また、2014年に実施された財政検証(将来の公的年金の財政見通し)では、経済が低成長の場合、所得代替率(現役世代の手取り収入に対する年金給付水準の割合)が30年後に50%割れとなる可能性が指摘されていました。

こうしたことから、近い将来定年が一律70歳に引き上げられ、年金の受給額は2割ほど減るのではないかといった予測もあるようです。いざというときのために、今後は定年後も働き続けるためのスキルアップやキャリア戦略が必要となってくるかもしれません。また、住宅ローンや資産形成の前提条件も今一度見直しておいた方がよいかもしれませんね。

50代のキャリア戦略

変化の多い社会を生き抜くためには、常にスキルやテクノロジーを学び続け、業務を効率化していくことが必要でしょう。50代でも、働き続けるためのキャリア戦略が必要なのです。

最も危険なのは、慣れ親しんだ会社と家庭を往復するだけの変化のない生活を繰り返すことです。慣れた業務は確実ですが、社会のニーズや変化を捉えられなければ、キャリア戦略を立てることもできません。

まずは現在持っているキャリアや経験、スキル、人的ネットワークを棚卸しして、リストなどで見えるようにするところから始めましょう。

長い社会人生活の強みは、なんといっても経験とスキルです。これからも強みとなる部分を確認することで、はじめて世界や仕事のトレンドを分析し、これから必要となる能力や人脈を把握することができます。

その上で、自分の強みを伸ばすのか足りていないところを補うのか、時代のニーズや自分の特性を見極めスキルを磨いていくことが重要です。
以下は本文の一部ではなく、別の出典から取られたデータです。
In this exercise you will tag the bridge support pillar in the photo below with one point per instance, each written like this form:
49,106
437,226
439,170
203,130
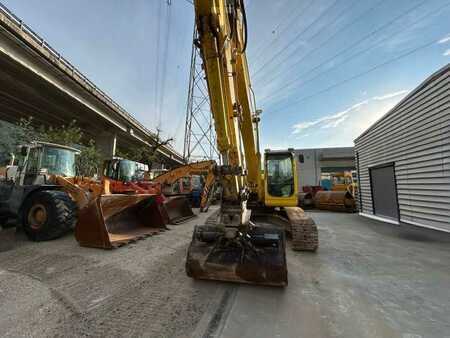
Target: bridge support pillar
106,143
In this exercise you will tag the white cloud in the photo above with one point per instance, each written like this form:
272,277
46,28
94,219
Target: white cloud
390,95
444,40
336,119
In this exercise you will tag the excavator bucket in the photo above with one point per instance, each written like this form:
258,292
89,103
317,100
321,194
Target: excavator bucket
335,201
178,209
259,259
110,221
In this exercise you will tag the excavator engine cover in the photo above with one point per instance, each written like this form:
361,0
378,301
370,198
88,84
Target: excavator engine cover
178,209
258,258
335,201
110,221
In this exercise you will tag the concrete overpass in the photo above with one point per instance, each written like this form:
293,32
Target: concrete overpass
35,80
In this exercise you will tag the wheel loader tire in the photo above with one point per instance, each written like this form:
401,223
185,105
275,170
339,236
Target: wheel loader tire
48,214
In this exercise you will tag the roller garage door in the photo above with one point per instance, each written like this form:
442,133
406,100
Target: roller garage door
384,191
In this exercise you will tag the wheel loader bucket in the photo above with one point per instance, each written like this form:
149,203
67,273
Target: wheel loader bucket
178,209
110,221
263,261
335,201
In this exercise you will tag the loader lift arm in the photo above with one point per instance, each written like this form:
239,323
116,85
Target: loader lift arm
204,168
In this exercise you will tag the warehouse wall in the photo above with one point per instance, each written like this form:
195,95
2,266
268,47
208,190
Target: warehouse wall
416,136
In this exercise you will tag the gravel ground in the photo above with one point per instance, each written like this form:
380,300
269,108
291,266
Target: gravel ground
60,289
368,279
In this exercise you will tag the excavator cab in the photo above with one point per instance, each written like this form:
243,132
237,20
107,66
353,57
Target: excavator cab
281,188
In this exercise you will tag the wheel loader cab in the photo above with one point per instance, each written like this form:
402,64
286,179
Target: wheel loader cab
42,159
280,179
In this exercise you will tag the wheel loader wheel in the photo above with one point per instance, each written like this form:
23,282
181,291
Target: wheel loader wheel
48,214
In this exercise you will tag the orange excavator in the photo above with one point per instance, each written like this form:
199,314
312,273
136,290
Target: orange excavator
176,177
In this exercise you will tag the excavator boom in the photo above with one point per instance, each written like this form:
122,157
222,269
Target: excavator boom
229,247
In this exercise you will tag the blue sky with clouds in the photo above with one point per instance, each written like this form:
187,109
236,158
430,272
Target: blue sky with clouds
323,71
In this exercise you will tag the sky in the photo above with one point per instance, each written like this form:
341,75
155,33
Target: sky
323,71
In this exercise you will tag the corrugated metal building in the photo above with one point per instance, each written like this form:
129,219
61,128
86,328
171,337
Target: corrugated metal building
403,160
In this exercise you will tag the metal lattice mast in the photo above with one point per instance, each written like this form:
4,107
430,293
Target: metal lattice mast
199,134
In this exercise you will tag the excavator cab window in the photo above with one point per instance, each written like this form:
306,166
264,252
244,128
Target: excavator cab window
280,175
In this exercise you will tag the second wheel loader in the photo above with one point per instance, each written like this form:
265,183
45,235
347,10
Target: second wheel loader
127,177
43,192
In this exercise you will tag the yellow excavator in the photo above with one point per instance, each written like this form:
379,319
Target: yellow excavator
245,241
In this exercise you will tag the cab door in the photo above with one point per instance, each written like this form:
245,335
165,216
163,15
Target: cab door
280,180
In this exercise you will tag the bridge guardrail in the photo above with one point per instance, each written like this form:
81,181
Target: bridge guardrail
38,39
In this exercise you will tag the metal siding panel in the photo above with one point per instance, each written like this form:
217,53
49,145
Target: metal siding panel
416,136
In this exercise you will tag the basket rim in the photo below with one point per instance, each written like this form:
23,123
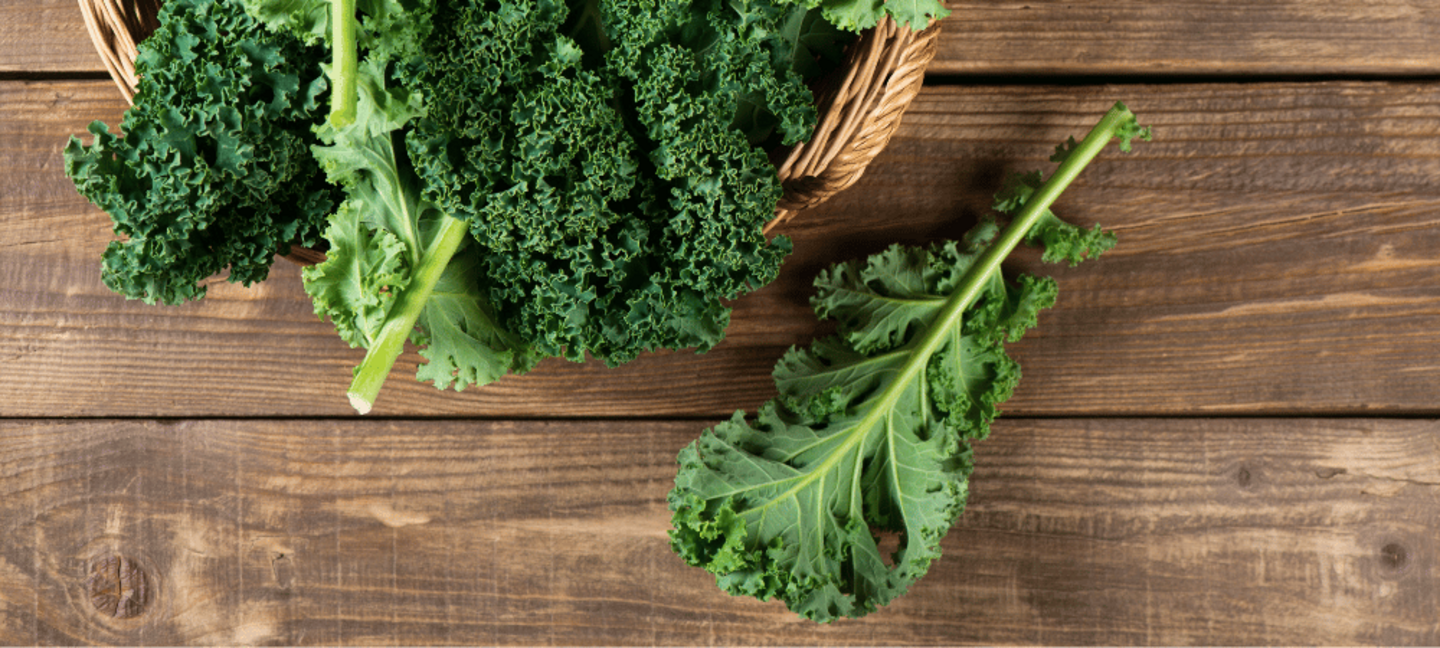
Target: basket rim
883,74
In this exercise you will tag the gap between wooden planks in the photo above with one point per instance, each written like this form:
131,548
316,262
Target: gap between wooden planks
1105,38
1079,532
1276,258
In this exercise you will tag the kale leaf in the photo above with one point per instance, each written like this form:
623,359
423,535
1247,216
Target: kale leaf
213,170
873,428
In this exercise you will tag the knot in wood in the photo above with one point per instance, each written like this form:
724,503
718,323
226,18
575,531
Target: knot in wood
1394,556
118,586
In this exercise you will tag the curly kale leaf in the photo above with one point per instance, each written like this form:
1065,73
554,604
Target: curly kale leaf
873,428
595,156
392,271
213,169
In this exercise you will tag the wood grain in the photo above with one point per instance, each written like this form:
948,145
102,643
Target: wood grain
1278,257
45,36
1230,38
1079,532
1105,38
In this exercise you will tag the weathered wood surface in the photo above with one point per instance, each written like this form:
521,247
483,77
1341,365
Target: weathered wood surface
330,532
196,470
1105,38
1276,257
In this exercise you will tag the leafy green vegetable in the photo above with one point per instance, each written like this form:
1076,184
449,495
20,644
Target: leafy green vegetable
504,180
873,428
602,157
213,170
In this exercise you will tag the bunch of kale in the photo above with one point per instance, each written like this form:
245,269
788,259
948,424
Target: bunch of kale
514,180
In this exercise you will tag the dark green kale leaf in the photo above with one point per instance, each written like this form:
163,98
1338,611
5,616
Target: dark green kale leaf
873,428
614,199
213,169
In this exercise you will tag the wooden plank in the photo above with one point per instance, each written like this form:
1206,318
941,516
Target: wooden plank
333,532
45,36
1278,257
1034,38
1226,38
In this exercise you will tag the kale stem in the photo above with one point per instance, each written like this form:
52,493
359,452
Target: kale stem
344,66
988,262
968,291
390,340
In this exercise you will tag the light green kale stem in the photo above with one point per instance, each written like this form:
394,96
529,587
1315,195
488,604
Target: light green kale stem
390,340
1013,235
344,68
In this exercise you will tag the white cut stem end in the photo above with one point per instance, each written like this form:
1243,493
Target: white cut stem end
359,403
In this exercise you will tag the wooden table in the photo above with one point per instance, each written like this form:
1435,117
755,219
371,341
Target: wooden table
1224,435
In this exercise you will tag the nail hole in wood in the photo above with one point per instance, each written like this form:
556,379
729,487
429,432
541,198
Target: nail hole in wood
118,586
1394,556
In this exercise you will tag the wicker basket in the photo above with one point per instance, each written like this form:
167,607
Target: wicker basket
860,108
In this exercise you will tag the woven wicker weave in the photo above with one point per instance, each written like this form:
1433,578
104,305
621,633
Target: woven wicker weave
858,113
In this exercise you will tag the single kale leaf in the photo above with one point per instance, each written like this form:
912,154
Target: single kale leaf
395,270
213,170
873,428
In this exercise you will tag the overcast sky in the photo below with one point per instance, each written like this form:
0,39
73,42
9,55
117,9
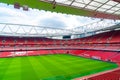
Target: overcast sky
41,18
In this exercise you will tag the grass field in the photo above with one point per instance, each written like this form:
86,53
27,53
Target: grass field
50,67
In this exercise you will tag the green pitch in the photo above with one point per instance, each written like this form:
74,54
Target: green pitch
50,67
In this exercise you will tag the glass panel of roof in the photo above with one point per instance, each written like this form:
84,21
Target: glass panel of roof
101,1
110,11
95,4
115,8
67,2
112,3
78,4
117,12
91,7
106,6
86,1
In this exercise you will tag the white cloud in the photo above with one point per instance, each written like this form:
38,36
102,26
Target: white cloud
41,18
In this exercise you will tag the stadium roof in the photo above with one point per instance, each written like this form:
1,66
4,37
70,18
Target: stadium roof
94,8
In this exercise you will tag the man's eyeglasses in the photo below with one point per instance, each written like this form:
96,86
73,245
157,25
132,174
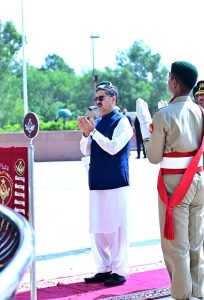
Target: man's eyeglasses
100,98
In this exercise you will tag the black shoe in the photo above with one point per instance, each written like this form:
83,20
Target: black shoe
99,277
114,279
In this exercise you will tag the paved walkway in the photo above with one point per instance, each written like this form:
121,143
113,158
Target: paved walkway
61,218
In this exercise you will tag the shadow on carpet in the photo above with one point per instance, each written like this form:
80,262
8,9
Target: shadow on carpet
151,284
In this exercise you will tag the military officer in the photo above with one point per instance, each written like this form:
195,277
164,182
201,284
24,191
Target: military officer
176,142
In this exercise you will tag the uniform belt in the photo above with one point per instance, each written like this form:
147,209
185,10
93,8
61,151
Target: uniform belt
177,162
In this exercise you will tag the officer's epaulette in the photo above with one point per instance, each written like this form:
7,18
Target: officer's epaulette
158,110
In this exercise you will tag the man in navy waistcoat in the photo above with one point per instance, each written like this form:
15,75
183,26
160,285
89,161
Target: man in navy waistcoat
106,140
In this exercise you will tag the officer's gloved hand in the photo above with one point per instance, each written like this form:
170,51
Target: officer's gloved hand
144,117
162,103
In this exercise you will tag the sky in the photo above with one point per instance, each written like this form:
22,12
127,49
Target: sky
174,29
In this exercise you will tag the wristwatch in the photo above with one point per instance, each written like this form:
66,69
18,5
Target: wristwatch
92,132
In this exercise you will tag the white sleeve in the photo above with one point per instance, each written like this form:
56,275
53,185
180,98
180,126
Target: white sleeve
121,135
85,145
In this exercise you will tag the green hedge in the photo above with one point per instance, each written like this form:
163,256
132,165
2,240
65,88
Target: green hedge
44,126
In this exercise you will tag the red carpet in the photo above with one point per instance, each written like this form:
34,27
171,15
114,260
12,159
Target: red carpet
155,283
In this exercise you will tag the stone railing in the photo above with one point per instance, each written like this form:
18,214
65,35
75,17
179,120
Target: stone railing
50,145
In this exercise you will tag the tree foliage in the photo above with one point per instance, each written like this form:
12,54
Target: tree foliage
55,85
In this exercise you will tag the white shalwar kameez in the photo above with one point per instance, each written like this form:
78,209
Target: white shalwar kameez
108,208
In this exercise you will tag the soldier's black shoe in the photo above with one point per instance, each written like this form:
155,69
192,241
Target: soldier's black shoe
99,277
114,279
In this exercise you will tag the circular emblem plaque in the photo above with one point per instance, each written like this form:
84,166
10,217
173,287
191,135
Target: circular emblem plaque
31,125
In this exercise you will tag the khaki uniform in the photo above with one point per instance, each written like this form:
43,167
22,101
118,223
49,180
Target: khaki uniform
178,128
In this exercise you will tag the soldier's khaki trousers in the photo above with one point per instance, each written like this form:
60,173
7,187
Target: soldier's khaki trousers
184,256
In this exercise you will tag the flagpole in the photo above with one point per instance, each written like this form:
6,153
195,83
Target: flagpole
25,92
33,288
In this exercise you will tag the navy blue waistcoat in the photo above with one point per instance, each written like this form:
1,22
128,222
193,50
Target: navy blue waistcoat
108,171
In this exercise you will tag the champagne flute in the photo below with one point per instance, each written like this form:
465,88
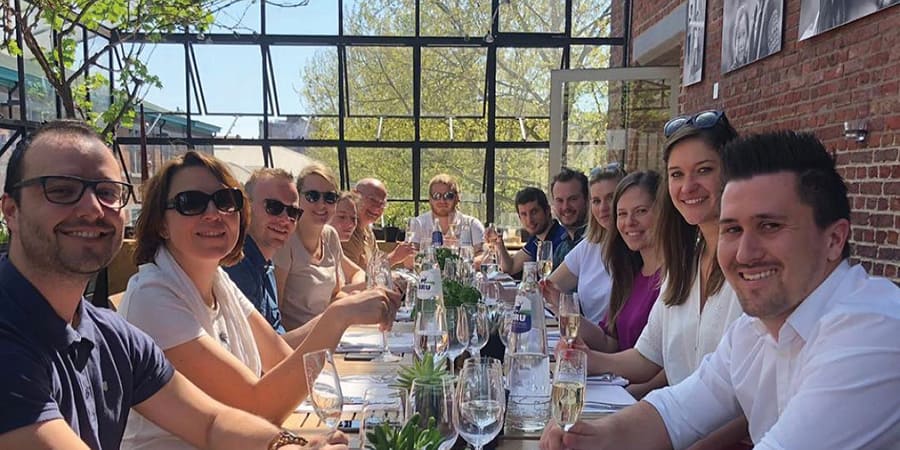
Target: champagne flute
431,333
324,387
569,316
567,393
480,404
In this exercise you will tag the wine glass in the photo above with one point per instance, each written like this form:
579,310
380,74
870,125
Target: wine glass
481,328
569,315
480,403
381,405
429,399
458,334
567,393
544,258
431,335
324,386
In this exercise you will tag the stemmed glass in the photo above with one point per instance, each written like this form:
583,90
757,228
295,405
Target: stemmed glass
458,335
429,399
569,316
324,387
379,275
431,333
480,404
481,329
381,405
567,393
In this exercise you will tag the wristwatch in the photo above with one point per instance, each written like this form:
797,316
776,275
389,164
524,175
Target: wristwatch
286,437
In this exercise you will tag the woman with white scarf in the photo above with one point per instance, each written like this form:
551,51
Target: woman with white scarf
194,219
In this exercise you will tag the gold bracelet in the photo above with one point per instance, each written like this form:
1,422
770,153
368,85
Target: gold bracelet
286,437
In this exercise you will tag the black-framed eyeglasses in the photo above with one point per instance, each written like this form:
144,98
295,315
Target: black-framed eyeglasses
194,203
702,120
330,197
275,207
449,196
613,168
68,190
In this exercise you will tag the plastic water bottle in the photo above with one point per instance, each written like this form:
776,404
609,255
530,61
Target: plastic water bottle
529,366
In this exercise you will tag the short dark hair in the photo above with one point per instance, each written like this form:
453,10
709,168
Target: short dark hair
532,194
567,174
15,169
819,185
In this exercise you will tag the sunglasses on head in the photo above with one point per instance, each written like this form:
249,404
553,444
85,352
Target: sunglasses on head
330,197
193,203
701,120
275,207
449,196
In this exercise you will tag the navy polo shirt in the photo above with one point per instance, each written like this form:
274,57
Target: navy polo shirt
89,375
255,276
556,235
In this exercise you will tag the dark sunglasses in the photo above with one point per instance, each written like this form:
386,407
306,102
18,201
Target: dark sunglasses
449,196
194,203
330,197
274,208
67,190
701,120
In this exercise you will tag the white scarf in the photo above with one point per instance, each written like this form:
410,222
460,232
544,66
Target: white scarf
241,340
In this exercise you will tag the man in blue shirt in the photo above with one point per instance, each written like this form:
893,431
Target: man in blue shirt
275,208
534,214
71,372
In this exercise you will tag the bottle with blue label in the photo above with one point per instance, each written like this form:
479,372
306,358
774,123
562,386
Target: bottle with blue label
529,365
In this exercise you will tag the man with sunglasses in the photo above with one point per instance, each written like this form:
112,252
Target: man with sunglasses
274,212
71,372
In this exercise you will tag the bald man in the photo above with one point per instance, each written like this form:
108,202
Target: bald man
361,246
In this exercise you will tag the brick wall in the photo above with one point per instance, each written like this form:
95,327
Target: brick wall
852,72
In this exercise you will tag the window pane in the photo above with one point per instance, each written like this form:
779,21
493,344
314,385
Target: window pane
515,169
305,79
592,18
523,80
379,17
316,17
393,166
220,67
453,81
535,16
379,81
466,165
455,18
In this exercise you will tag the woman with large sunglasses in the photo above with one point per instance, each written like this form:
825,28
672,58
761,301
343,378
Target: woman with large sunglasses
194,219
308,270
695,304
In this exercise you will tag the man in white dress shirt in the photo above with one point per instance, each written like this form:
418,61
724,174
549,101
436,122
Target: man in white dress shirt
814,361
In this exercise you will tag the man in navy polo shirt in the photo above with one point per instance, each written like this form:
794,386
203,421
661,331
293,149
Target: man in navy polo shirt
534,214
70,372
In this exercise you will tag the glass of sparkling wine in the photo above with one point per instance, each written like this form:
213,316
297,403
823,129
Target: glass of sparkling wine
567,393
324,387
569,316
431,333
544,258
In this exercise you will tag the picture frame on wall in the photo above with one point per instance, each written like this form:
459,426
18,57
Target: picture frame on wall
819,16
694,42
751,30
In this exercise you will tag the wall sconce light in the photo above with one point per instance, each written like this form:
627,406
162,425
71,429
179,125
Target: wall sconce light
856,130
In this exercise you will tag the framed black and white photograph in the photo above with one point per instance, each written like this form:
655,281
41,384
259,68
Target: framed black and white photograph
751,30
819,16
694,41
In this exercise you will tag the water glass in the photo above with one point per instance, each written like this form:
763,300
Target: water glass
480,403
435,400
569,315
324,386
567,393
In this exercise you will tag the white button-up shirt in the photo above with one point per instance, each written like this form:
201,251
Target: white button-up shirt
830,381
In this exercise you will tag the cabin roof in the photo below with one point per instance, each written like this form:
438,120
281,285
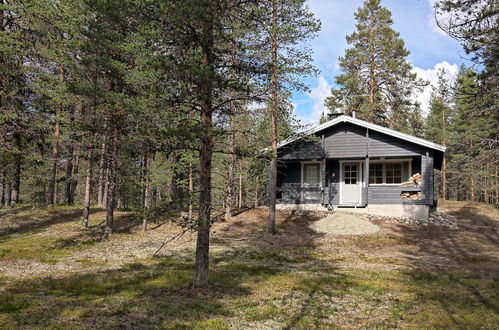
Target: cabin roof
362,123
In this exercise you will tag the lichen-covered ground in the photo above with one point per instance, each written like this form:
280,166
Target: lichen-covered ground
52,274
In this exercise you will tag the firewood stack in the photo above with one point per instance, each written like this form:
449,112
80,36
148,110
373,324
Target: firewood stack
410,195
414,181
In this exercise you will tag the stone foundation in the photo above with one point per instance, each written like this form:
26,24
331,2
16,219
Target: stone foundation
391,210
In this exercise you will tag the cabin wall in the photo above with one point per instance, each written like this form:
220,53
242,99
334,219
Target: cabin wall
348,141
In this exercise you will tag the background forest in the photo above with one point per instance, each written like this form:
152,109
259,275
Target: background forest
155,106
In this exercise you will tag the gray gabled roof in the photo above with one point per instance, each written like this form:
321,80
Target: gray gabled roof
362,123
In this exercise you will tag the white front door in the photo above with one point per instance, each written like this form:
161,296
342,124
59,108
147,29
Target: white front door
351,183
311,180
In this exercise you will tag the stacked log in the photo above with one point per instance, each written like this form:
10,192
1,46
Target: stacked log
414,181
410,195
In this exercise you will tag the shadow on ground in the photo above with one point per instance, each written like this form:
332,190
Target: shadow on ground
158,292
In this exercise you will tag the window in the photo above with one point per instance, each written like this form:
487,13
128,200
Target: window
376,173
394,172
311,173
350,174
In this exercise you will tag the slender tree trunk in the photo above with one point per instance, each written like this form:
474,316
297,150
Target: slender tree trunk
472,176
51,193
256,192
178,190
16,188
497,187
240,185
486,185
147,188
3,174
206,152
191,190
69,173
444,160
230,170
74,175
102,167
111,180
8,194
88,185
273,124
443,178
372,80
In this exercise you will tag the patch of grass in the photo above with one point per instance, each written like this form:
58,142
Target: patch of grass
12,303
214,323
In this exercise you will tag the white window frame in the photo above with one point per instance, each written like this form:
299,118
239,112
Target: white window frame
303,162
386,161
360,178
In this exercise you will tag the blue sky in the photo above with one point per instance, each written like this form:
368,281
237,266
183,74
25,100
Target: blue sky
430,48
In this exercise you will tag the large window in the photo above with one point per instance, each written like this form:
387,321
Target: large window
376,173
393,172
311,174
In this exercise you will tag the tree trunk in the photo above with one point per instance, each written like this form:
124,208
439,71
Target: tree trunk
74,175
230,170
191,190
206,151
16,188
240,184
486,185
256,192
8,194
372,81
147,188
69,173
3,174
51,192
88,186
443,178
273,125
102,167
111,180
444,160
178,191
497,187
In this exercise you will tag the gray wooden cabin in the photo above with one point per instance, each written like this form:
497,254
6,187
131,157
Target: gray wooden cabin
350,163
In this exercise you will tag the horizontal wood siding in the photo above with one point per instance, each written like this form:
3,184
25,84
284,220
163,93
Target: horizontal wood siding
332,179
302,150
391,195
345,141
288,172
381,145
430,175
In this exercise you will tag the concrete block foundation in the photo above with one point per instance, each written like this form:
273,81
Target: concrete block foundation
389,210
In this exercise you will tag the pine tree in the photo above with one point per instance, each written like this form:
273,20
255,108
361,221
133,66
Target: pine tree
377,80
438,121
291,26
474,24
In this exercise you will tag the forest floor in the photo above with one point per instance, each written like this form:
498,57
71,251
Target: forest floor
53,274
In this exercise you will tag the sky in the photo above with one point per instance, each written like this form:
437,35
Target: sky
431,49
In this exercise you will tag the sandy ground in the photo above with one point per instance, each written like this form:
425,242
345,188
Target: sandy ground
408,246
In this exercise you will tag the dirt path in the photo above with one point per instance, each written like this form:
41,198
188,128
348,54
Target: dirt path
472,246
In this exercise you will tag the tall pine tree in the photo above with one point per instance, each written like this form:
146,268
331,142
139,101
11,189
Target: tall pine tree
377,80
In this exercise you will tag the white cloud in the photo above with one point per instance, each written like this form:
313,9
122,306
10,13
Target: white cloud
431,75
432,17
318,94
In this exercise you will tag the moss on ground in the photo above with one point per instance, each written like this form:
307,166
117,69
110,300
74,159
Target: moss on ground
297,288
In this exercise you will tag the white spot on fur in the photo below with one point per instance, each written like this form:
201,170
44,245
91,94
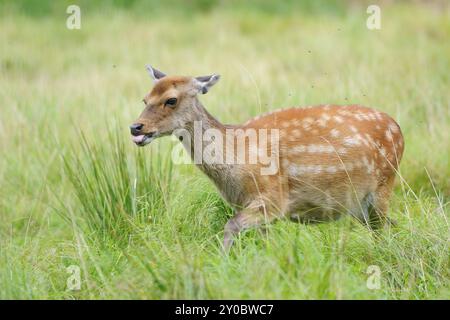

50歳から70歳まで働くとすれば、20年。これまでの人生の半分近い時間を働き続けることになります。今までの経験とスキルをよりよく活用し、成長し続ける生き方を考えることが現実的で前向きな戦略ではないでしょうか。

個人の働き方改革は生涯続く

終身雇用や退職金といった「安定」が揺らぎ始めた現代。定年まで一つの企業に勤めるのがよしとされる潮流は、もはや時代遅れかもしれません。

「高齢社会大綱対策」には「65歳以上を一律に「高齢者」と見る一般的な傾向が現実的なものでなくなりつつある」と明記されています。定年のないこれからの時代、「一億総活躍社会」を構成する一員として、たとえ50代であっても、サイドワークに目を向けていくなど、自分自身の「働き方改革」を進めていきたいものですね。